Après avoir entrevu un travail à engager, il s’agissait de
1/s’assurer de son intérêt scientifique (petite biblio sur l’histoire des bibliothèques de recherche dans la seconde moitié du XXe siècle ; une autre sur l’histoire de la sociologie française dans les années 1930-1960)
2/insérer cela dans les objectifs généraux de la bibliothèque et du SCD
3/obtenir l’assentiment de mes supérieurs (SCD + CNRS)
4/trouver des partenaires et intéresser d’autres personnes que moi
Ergo :
1/oui, je pense que le colloque amènera vraiment des choses. Sa position au carrefour de questions historiques, sociologiques et bibliothéconomiques est utile (j’y reviendrai quand je parlerai de l’appel à contributions)
2/pas difficile car
*c’est un événement (oui, je sais, c’est stupide mais nous sommes dans un monde où l’événement possède une valeur en soi)
*cela donne de la visibilité à la bibliothèque au sein de l’UFR : nous sommes un partenaire scientifique à part entière, capable de mener des projets. Cela paye puisqu’un enseignant rencontré à cette occasion nous a depuis proposé un fonds d’archives scientifiques.
*des sociologues ignorent encore que la bibliothèque de sociologie du CNRS existe encore mais a fusionné avec Paris Descartes et que ses fonds sont disponibles au centre de Paris : ils en entendront parler grâce au colloque
*nous valorisons nos fonds, les faisons connaître et en profitons pour programmer des travaux dessus (fonds Maurice Halbwachs, fonds en anglais ramené par Georges Gurvitch, archives de la bibliothèque elle-même etc.)
*cela donnera lieu à une publication sur laquelle se fonder pour ensuite promouvoir la bibliothèque
*cela évite au conservateur de déprimer en remplissant les dossiers d’évaluation du personnel (et autres tâches d’un intérêt fou) : il gagne donc en productivité…
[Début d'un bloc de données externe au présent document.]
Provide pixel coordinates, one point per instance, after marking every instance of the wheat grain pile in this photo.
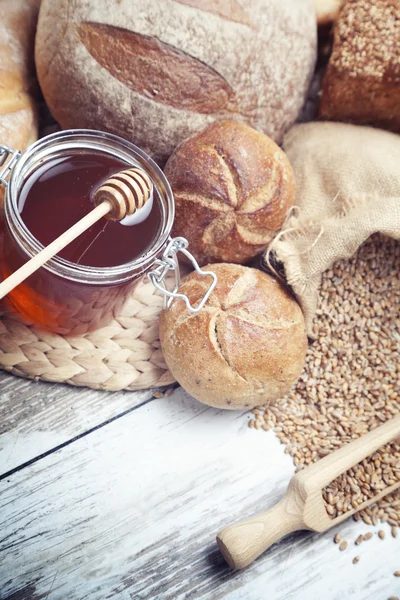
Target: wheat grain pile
(351, 380)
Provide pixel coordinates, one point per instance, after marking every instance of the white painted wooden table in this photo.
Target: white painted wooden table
(106, 496)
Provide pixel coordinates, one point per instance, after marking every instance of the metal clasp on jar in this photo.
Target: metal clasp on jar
(7, 166)
(169, 262)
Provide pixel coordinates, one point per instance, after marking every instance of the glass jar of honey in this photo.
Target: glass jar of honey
(48, 189)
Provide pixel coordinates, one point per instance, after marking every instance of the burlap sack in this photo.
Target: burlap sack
(347, 188)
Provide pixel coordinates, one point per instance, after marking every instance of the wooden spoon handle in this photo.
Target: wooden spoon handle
(52, 249)
(243, 542)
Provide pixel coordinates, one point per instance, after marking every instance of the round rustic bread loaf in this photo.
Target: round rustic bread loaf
(245, 348)
(233, 187)
(156, 71)
(362, 82)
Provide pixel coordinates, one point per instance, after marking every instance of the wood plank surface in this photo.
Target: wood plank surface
(131, 512)
(36, 417)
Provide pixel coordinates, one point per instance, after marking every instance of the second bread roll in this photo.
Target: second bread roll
(233, 187)
(245, 348)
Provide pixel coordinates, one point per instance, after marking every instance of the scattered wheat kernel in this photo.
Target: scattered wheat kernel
(350, 383)
(359, 539)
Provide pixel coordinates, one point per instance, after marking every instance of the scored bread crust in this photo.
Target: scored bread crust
(245, 348)
(18, 115)
(156, 71)
(18, 112)
(233, 187)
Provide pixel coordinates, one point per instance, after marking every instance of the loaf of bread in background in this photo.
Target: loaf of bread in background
(18, 115)
(327, 11)
(362, 81)
(245, 348)
(233, 187)
(156, 71)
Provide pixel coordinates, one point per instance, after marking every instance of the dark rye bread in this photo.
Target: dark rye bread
(233, 187)
(362, 81)
(156, 71)
(245, 348)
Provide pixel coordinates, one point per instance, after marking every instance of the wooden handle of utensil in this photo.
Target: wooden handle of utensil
(52, 249)
(243, 542)
(121, 195)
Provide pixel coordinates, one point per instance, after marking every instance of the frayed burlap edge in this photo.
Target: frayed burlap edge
(306, 247)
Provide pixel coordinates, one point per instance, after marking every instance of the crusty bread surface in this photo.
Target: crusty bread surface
(362, 81)
(156, 71)
(245, 348)
(233, 187)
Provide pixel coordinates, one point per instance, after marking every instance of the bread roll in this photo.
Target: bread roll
(18, 116)
(245, 348)
(233, 187)
(362, 81)
(156, 71)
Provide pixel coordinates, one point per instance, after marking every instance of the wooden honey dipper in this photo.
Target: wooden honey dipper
(121, 196)
(302, 506)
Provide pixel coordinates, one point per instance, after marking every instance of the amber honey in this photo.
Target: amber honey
(85, 286)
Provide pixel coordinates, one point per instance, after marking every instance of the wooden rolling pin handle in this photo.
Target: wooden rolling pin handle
(243, 542)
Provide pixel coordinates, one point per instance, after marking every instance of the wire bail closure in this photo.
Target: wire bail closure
(5, 152)
(169, 262)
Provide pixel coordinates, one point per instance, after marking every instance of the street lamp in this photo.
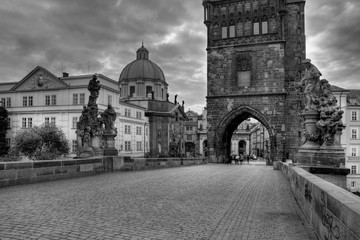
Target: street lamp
(284, 143)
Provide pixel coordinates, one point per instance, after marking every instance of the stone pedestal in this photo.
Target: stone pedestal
(110, 149)
(95, 142)
(311, 153)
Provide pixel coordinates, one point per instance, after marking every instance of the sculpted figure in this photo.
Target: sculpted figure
(108, 117)
(310, 83)
(93, 87)
(175, 101)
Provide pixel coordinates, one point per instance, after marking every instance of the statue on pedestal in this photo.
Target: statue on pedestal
(310, 83)
(91, 135)
(108, 117)
(321, 121)
(94, 88)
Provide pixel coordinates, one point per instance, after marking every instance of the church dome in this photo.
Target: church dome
(142, 68)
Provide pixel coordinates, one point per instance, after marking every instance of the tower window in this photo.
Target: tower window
(148, 90)
(264, 27)
(132, 91)
(224, 32)
(256, 28)
(232, 31)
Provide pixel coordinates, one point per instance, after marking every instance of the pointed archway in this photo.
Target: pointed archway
(228, 125)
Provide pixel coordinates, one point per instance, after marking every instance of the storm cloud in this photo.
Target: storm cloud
(88, 36)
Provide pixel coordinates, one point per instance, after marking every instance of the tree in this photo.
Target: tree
(46, 142)
(3, 129)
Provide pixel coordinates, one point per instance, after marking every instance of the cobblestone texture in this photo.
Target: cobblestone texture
(200, 202)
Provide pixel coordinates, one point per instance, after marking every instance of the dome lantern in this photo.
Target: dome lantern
(142, 53)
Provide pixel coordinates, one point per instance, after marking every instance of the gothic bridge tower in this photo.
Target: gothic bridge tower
(254, 53)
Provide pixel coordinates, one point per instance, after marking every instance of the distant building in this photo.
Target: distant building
(148, 123)
(349, 101)
(191, 134)
(43, 98)
(142, 83)
(202, 133)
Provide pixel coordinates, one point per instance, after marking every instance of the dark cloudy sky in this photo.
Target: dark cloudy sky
(105, 34)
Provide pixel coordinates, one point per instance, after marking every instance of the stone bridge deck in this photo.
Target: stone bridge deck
(201, 202)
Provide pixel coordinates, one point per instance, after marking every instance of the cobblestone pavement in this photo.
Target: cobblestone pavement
(213, 201)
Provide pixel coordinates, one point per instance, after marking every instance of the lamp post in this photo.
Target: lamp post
(284, 144)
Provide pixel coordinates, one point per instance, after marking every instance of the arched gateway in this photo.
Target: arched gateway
(254, 56)
(229, 124)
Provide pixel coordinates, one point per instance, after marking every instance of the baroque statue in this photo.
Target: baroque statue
(108, 117)
(92, 137)
(321, 118)
(310, 83)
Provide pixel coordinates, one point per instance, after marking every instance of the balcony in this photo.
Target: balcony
(353, 158)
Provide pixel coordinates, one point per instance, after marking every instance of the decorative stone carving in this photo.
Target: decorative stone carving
(108, 117)
(40, 80)
(243, 62)
(92, 136)
(321, 121)
(94, 88)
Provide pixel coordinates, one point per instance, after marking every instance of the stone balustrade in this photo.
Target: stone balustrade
(23, 172)
(333, 212)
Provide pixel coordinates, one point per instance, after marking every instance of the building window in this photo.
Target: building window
(53, 99)
(127, 129)
(82, 98)
(74, 122)
(264, 27)
(24, 101)
(232, 31)
(109, 100)
(256, 28)
(29, 122)
(23, 123)
(132, 91)
(224, 32)
(354, 116)
(47, 100)
(74, 146)
(243, 69)
(127, 146)
(30, 98)
(27, 101)
(148, 90)
(353, 169)
(354, 133)
(138, 146)
(8, 102)
(138, 130)
(26, 123)
(127, 112)
(75, 98)
(53, 122)
(299, 31)
(353, 152)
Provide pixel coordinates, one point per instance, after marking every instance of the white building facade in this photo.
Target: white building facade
(349, 102)
(43, 98)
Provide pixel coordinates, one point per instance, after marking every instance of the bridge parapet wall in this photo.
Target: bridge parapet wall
(16, 173)
(333, 212)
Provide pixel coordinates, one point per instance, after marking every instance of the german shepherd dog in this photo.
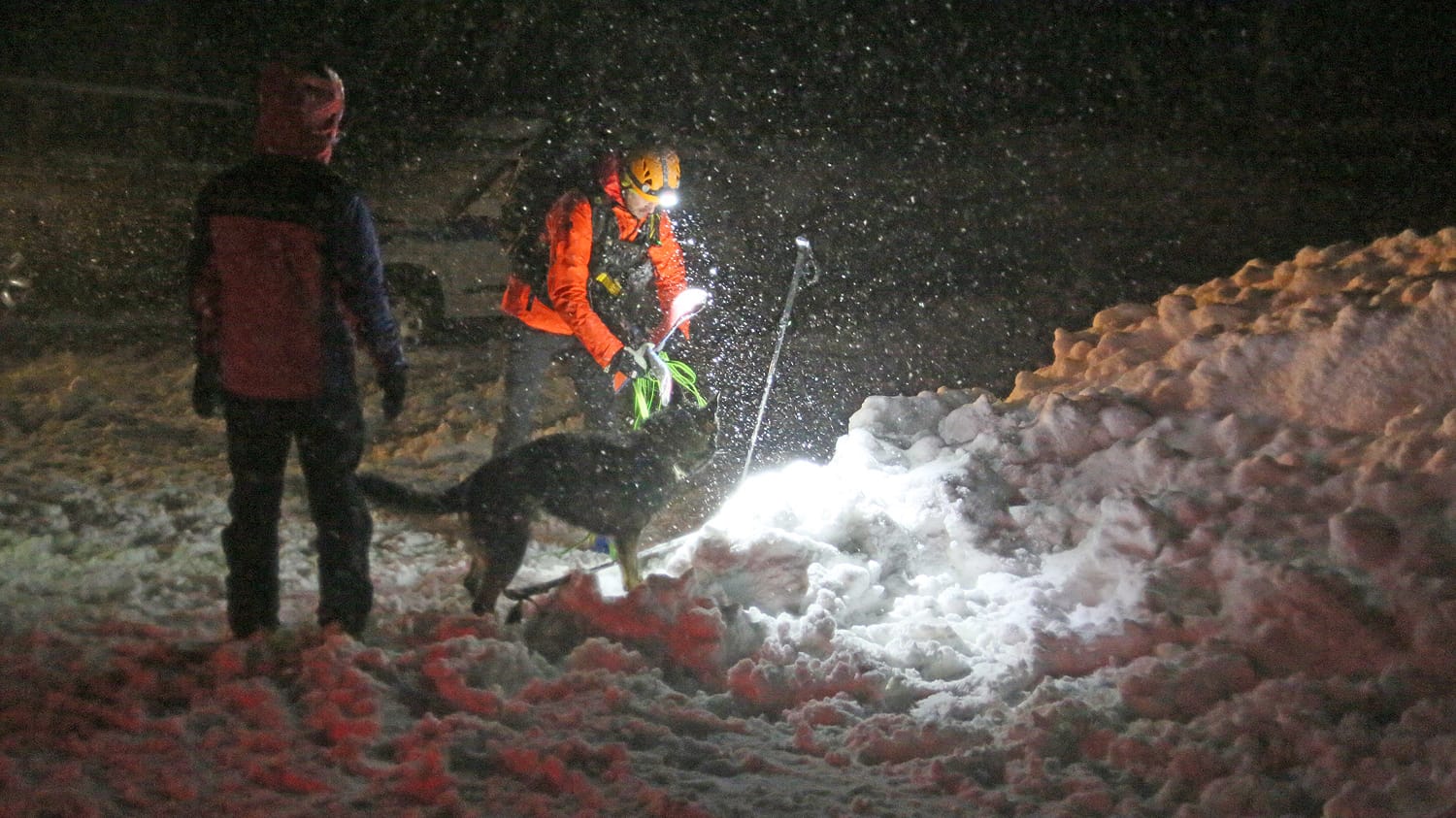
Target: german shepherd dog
(605, 483)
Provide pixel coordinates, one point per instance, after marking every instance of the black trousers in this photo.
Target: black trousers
(529, 354)
(331, 439)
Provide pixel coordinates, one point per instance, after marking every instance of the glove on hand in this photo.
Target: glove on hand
(628, 364)
(393, 383)
(207, 386)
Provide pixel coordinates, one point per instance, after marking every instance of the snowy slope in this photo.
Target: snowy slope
(1199, 565)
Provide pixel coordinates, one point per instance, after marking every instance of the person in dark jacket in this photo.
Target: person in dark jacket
(613, 271)
(284, 273)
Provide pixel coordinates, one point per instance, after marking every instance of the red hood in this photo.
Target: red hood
(299, 113)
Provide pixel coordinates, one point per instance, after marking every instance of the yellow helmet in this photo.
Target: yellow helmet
(652, 172)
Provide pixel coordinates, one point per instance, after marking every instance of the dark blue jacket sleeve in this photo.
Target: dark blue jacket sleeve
(361, 284)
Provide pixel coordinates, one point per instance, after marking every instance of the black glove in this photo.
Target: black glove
(207, 386)
(393, 383)
(628, 364)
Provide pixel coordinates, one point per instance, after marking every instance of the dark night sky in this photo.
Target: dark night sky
(778, 63)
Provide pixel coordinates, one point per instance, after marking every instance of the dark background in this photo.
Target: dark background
(973, 174)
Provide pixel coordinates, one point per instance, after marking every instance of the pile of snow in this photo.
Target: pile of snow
(1200, 565)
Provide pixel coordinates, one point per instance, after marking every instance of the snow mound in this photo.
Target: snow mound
(1200, 565)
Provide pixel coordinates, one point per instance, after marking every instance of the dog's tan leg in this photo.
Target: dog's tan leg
(626, 558)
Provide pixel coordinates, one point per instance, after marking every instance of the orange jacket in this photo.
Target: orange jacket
(568, 233)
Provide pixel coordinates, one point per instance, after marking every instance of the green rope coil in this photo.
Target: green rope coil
(646, 393)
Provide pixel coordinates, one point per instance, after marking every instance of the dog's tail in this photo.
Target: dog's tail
(404, 498)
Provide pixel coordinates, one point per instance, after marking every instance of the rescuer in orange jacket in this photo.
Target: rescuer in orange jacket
(613, 271)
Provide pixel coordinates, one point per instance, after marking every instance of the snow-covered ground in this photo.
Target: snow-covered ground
(1202, 565)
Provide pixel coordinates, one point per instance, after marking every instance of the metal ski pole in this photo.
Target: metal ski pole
(806, 273)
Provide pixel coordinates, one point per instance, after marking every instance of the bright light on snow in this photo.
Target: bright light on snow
(1197, 565)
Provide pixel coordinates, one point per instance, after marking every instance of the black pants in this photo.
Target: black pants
(529, 354)
(331, 439)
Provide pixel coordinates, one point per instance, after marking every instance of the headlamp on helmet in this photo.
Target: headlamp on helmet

3/Pas de problème, j’ai la chance d’être très libre dans mon travail et de bosser avec des gens intelligents.
4/Pas de problème non plus. J’en ai parlé lors d’un rendez-vous (au sujet de la bibliothèque en général) avec François de Singly et Olivier Martin. Ce dernier, qui a travaillé sur l’histoire des sciences sociales, se montre intéressé. Il donne des pistes et en parle à un de ses amis. Nous sommes rapidement d’accord pour organiser le colloque à trois (Jean-Christophe Marcel (maître de conf à Paris 4), Olivier Martin (professeur à Paris Descartes) et moi-même).
Prochaine étape : constituer un comité scientifique et lui proposer un appel à communication pour qu’il l’amende.